É este cenário periclitante que nos impõe analisar a eficácia e a efetividade da Lei Federal 11.705/08 — a denominada Lei Seca — no ano em que completa dez anos. Será que a lei “pegou”?

Entendo que o balanço é bastante positivo, com espaços para aprimoramentos no enforcement da lei, em um momento no qual se passa a integrar o enfrentamento das mortes no trânsito e suas causas — e por extensão a própria Lei Seca —, no contexto maior do Pnatrans, a partir (i) da visão transversal da Lei Federal 13.614/18, envolvendo as áreas da saúde, trânsito, transporte e Justiça, e (ii) da sinergia público-privada, com maior participação da sociedade civil em geral, na consecução das metas estabelecidas no plano. Ou seja, embora considerada severa na caracterização das infrações e no elenco das sanções, a Lei Seca passa a ter diretrizes renovadas para sua interpretação, em um contexto jurídico-normativo mais sistemático, programático, preventivo e consequencialista. A lei não somente “pegou”, como veio para ficar.

No cenário internacional, a legislação brasileira foi destaque especial no Relatório de 2015 da OMS, pois dos 180 países avaliados somente 34 têm lei semelhante com o nível de exigência próximo ou igual à tolerância zero fixada pela Lei Federal 11.705/08, que inclusive vem sendo constantemente aperfeiçoada, tornando sua aplicação melhor e ainda mais aguda para aqueles que insistem em trafegar nas vias e estradas brasileiras sob influência etílica ou de substâncias alucinógenas (leis federais 12.760/12, 13.281/16 e 13.546/17).

No âmbito nacional, mesmo com o grau de detalhamento da Resolução Contran 432, de 23/01/2013, entendo que persistem alguns pontos de atenção no que tange à correta aplicação da lei.

É o caso do artigo 165-A do Código de Trânsito Brasileiro, que tornou infração administrativa gravíssima “recusar-se a ser submetido a teste, exame clínico, perícia ou outro procedimento que permita certificar influência de álcool ou outra substância psicoativa (…)”. É que, embora não exista mais a possibilidade de punição administrativa por presunção de embriaguez — que inclusive causou decretação de nulidade de inúmeras autuações pela Justiça —, o parágrafo 2º do artigo 277 do CTB estatui que a infração do artigo 165-A poderá ainda ser caracterizada pelo agente de trânsito “mediante a obtenção de outras provas em direito admitidas, acerca dos notórios sinais de embriaguez, excitação ou torpor apresentados pelo condutor”. Ou seja, o condutor que for punido administrativamente por ter cometido essas duas infrações poderá em tese alegar em sua defesa um bis in idem, pois a rigor poderá haver uma dupla punição que terá origem em um mesmo fato, embora as condutas sejam fracionadas e valoradas separadamente pela lei.
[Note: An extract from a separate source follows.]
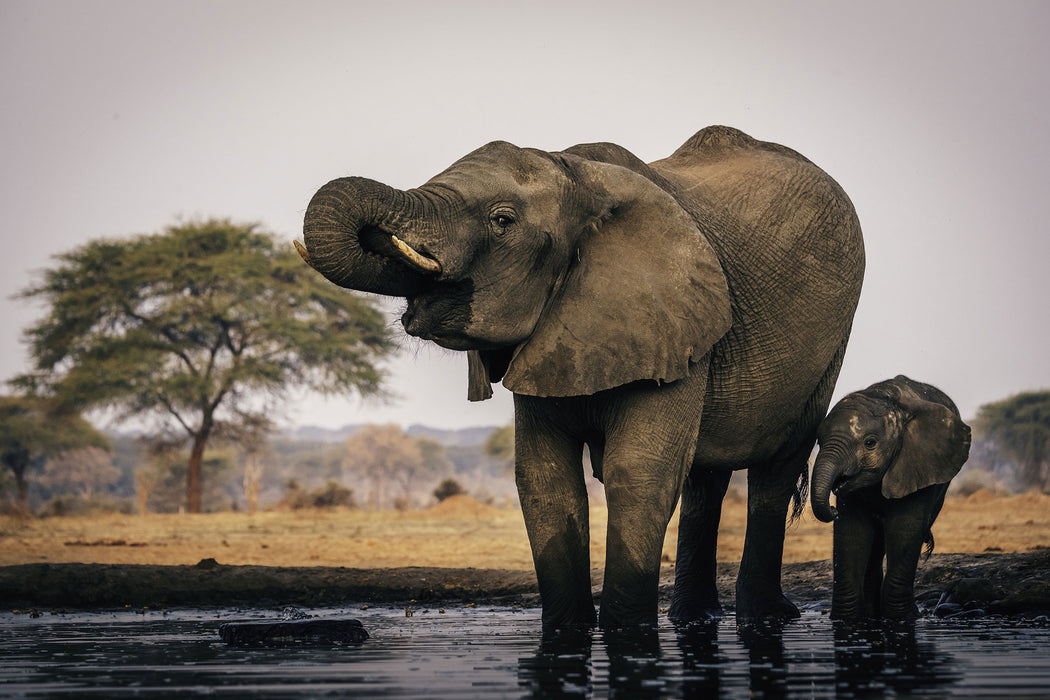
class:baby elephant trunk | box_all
[810,450,847,523]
O diferencial a afastar o bis in idem, a meu ver, haverá de ser uma adequada formalização da acusação e uma clara motivação da punição.

Sem prejuízo disso, a Lei Seca vem exercendo um papel determinante na prevenção e na redução das mortes e lesões no trânsito brasileiro, sobretudo agora em que parece emergir uma comoção social determinante de um esforço coletivo voltado à prevenção e à redução do número geral das vítimas do trânsito no país, mormente quando temos indícios que nos levam a crer que a terceira grande causa desses acidentes no país é a condução de veículo sob a influência de álcool ou de qualquer outra substância psicoativa que determine dependência (drink-driving e drug-driving).
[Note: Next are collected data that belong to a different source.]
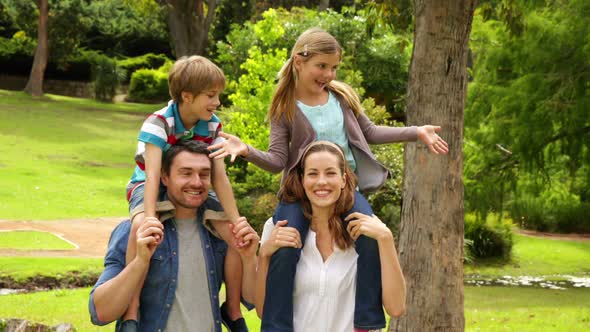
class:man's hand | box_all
[136,218,164,263]
[229,217,260,258]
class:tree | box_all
[164,0,220,57]
[24,0,48,96]
[394,1,476,331]
[319,0,329,11]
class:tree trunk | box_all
[166,0,219,58]
[24,0,49,97]
[393,1,476,331]
[319,0,330,11]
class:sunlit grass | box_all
[466,234,590,277]
[0,231,75,250]
[0,257,103,282]
[0,89,156,220]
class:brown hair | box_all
[269,27,363,123]
[168,56,226,103]
[280,141,357,249]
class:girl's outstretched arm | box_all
[208,118,290,173]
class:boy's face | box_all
[181,88,222,121]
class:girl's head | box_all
[269,28,362,122]
[168,56,226,104]
[280,141,357,249]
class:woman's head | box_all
[281,141,357,248]
[269,28,363,122]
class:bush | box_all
[117,53,170,83]
[127,67,169,103]
[92,54,126,101]
[465,213,514,260]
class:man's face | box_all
[161,151,211,211]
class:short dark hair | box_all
[162,140,211,175]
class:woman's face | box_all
[302,151,346,210]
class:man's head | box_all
[161,140,213,212]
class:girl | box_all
[209,28,447,330]
[256,141,406,331]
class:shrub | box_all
[127,67,169,103]
[117,53,170,83]
[464,213,514,260]
[92,54,126,101]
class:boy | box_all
[124,56,248,331]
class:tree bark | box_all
[393,1,476,331]
[24,0,49,97]
[319,0,330,11]
[165,0,219,58]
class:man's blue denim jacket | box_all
[89,200,228,332]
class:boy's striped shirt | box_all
[127,101,223,193]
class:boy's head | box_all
[168,56,226,104]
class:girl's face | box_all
[302,151,346,211]
[294,52,340,98]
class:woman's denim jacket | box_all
[89,200,228,332]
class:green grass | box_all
[466,234,590,277]
[0,257,103,282]
[0,231,76,250]
[465,286,590,331]
[1,286,588,332]
[0,89,155,220]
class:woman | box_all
[256,141,406,332]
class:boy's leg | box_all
[261,201,309,332]
[210,219,248,332]
[343,191,386,330]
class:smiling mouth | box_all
[313,189,332,197]
[185,190,204,196]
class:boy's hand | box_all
[208,132,248,162]
[417,125,449,154]
[229,217,259,258]
[136,218,164,263]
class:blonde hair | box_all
[269,27,363,122]
[280,141,357,250]
[168,56,226,103]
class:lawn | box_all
[0,89,154,220]
[1,286,589,332]
[0,231,76,250]
[0,257,103,282]
[465,234,590,277]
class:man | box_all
[89,140,258,331]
Finalmente, como propostas de reforço da eficácia e da efetividade da lei, destaco (i) a necessidade de gerarmos dados e estimativas mais confiáveis acerca dos temas e conteúdo imanentes à lei e à sua correta aplicação, (ii) prosseguir e acentuar campanhas de conscientização dos motoristas sobre a razão de ser da Lei Seca e as suas próprias responsabilidades como condutores na prevenção de acidentes, (iii) capacitação e atualização contínua dos agentes de trânsito, nas atividades específicas da Resolução Contran 432/13, e (iv) investigações sobre a condução veicular sob influência de psicotrópicos, os quais vêm se tornando cada vez mais comuns nos grandes centros, porém continuam sendo pouco conhecidos, principalmente pelos agentes de trânsito.